Malware can now slide into your DMs. Russian state-backed group APT28 is using Signal chats to deliver stealthy new malware strains, BeardShell and SlimAgent, in targeted attacks on Ukrainian government entities. Meanwhile, researchers have uncovered the Echo Chamber Attack, a novel technique that manipulates LLMs' reasoning abilities to sidestep safety filters. In parallel, APT36 is targeting Indian defense personnel with a phishing campaign that uses emails containing malicious PDFs disguised as official government documents.
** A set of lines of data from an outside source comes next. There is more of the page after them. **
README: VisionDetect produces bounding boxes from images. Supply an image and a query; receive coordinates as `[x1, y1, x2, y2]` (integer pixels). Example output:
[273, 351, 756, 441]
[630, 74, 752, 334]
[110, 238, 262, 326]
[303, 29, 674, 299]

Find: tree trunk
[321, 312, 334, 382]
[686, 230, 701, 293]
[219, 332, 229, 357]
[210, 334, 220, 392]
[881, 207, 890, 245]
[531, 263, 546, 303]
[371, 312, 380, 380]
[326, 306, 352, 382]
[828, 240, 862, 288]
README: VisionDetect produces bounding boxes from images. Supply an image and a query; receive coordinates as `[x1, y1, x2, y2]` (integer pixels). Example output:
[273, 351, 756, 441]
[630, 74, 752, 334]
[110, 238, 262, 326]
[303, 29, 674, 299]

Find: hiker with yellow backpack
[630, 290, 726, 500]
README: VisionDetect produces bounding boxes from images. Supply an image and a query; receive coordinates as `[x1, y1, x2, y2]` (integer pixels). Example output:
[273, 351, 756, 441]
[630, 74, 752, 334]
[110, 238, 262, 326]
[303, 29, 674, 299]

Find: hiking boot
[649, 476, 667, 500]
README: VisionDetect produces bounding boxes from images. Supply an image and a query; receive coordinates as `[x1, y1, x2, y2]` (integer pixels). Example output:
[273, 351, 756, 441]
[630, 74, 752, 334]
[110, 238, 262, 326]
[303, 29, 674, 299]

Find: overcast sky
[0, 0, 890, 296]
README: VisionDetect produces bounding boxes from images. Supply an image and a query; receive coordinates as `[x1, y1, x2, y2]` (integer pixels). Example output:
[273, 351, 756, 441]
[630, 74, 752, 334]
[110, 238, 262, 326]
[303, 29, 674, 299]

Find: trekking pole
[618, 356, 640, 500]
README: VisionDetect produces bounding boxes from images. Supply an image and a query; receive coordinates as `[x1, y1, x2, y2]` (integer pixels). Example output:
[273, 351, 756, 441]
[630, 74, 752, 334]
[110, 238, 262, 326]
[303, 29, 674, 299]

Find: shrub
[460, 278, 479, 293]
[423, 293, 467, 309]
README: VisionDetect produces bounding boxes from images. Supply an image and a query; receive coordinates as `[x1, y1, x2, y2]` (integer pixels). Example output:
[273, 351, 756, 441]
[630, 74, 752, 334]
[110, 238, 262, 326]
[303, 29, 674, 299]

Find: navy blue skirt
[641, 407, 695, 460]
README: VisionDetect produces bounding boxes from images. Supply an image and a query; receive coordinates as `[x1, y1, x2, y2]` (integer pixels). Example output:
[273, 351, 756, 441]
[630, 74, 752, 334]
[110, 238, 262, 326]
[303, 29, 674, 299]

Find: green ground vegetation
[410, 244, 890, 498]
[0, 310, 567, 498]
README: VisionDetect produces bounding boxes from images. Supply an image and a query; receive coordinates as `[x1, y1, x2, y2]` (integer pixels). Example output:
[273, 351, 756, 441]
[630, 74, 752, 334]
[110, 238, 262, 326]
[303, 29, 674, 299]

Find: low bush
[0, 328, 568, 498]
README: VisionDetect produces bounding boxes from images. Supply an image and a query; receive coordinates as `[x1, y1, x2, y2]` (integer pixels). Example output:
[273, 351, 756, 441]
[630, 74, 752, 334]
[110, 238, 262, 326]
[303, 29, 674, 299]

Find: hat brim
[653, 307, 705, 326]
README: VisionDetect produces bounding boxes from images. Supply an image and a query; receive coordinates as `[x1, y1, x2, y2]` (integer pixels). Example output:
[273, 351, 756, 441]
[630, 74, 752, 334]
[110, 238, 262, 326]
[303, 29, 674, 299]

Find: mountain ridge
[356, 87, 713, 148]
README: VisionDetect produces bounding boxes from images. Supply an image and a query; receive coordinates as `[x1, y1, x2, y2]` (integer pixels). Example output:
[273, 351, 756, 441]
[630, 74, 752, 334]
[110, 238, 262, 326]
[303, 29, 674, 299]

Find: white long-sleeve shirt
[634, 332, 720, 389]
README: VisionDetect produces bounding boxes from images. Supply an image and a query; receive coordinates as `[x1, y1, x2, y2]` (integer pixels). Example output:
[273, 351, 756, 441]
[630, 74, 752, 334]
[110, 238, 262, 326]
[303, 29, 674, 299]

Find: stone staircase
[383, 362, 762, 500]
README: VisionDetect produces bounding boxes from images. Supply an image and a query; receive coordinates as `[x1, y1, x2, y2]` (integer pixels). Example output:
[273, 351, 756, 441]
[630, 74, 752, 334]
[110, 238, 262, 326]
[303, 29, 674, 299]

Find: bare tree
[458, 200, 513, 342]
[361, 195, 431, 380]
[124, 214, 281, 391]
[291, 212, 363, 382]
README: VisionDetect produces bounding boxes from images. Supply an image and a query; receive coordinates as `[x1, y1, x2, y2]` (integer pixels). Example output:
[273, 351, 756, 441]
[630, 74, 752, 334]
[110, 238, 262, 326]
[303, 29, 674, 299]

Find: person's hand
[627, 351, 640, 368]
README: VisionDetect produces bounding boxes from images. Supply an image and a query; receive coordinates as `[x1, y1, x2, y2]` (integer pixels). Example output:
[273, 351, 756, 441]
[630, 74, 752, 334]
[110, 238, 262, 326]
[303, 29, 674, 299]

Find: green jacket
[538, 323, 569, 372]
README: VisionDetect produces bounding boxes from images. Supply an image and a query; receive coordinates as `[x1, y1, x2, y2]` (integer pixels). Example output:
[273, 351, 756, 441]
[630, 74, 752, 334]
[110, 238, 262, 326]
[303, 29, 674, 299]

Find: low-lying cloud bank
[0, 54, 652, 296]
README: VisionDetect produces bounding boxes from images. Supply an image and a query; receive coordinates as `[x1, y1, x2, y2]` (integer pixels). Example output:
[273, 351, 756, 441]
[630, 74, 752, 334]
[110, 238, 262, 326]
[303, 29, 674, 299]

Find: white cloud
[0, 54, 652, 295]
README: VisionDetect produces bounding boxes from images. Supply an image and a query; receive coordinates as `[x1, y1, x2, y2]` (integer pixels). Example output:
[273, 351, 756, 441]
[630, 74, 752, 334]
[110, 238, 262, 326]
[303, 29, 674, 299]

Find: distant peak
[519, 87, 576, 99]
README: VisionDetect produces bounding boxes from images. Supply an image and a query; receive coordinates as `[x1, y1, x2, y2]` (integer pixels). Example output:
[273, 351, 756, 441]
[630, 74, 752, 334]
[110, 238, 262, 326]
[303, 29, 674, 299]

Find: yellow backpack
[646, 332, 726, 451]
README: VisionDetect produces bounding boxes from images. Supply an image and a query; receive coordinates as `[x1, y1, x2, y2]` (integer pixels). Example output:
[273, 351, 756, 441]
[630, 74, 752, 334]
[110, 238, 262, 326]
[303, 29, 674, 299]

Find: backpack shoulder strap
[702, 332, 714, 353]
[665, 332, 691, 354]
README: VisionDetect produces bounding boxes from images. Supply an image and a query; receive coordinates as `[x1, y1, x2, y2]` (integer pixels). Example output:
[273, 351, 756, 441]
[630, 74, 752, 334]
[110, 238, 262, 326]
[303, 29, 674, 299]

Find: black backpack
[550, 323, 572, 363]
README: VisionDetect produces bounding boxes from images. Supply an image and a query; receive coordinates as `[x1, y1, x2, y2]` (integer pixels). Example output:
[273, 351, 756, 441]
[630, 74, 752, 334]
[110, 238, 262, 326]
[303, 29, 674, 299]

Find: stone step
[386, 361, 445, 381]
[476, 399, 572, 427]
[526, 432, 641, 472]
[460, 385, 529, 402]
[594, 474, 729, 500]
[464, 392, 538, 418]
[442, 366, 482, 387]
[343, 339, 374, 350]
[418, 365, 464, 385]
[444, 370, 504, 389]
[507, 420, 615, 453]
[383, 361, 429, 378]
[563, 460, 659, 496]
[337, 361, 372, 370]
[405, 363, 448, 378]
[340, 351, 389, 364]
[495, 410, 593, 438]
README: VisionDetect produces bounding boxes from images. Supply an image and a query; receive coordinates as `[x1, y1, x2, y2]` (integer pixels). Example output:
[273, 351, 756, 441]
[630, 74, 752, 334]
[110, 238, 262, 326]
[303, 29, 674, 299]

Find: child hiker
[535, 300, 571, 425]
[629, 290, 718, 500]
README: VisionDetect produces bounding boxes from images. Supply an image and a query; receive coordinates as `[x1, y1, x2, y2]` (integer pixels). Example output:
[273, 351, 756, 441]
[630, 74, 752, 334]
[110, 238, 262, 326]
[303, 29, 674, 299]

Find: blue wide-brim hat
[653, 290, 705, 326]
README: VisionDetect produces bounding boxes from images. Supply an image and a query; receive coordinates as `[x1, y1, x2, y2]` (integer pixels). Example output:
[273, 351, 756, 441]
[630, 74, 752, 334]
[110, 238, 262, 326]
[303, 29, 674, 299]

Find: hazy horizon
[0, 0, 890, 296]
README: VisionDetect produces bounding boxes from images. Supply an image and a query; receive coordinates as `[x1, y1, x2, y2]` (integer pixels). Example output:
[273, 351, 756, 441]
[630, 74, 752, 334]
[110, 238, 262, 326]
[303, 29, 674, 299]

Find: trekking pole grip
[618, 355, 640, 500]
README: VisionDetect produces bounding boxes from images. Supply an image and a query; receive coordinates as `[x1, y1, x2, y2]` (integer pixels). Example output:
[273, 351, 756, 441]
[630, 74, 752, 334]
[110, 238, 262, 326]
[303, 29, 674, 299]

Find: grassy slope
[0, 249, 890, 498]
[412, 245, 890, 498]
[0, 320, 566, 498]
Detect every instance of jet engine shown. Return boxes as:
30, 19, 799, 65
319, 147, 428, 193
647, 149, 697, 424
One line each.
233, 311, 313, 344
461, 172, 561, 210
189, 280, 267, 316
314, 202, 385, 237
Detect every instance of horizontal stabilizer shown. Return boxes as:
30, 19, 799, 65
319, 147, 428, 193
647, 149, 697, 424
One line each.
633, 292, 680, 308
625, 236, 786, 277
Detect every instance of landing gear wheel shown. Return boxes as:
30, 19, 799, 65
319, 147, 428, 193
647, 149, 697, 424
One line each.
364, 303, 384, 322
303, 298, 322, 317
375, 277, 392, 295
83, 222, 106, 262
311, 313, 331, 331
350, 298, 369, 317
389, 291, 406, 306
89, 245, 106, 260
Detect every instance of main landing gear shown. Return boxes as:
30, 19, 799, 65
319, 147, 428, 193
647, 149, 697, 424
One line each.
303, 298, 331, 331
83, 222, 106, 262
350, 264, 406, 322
Keep reading for more cybersecurity news.
01
Russian state-sponsored hacking group APT28 is targeting Ukrainian government entities using Signal chats to deploy two new malware families, BeardShell and SlimAgent.
02
Researchers identified the Echo Chamber Attack, which exploits LLMs’ inferential reasoning to bypass safety mechanisms without using explicit harmful prompts.
03
A Go-based malware named XDigo has been targeting Eastern European governmental entities by exploiting a Windows LNK file vulnerability (ZDI-CAN-25373) to execute malicious code.
04
Cybercriminals have been exploiting misconfigured Docker Remote APIs and using the Tor network to mine cryptocurrency, targeting technology, finance, and healthcare sectors.
05
A China-linked group, Salt Typhoon, is exploiting router vulnerabilities to spy on global telecom networks, as warned by the FBI and Canada’s Cyber Centre.
06
DHS has warned of cyberattacks on U.S. networks by hacktivist groups like Handala, Predatory Sparrow, and Team 313, involving DDoS attacks, OT exploits, and espionage tied to the Iran-Israel conflict.
07
APT36, also known as Transparent Tribe, has launched a phishing campaign targeting Indian defense personnel by sending emails with malicious PDF attachments masquerading as official government documents.
08
A critical vulnerability in WinRAR (CVE-2025-6218) enables remote code execution by exploiting directory traversal flaws in malicious archives.
09
A critical privilege escalation vulnerability (CVE-2025-49144) in Notepad++ v8.8.1 allows attackers to gain full system control through a supply-chain attack.
10
A critical vulnerability (CVE-2025-49825) has been discovered in the Teleport platform that allows remote attackers to bypass SSH authentication and gain unauthorized access to managed systems.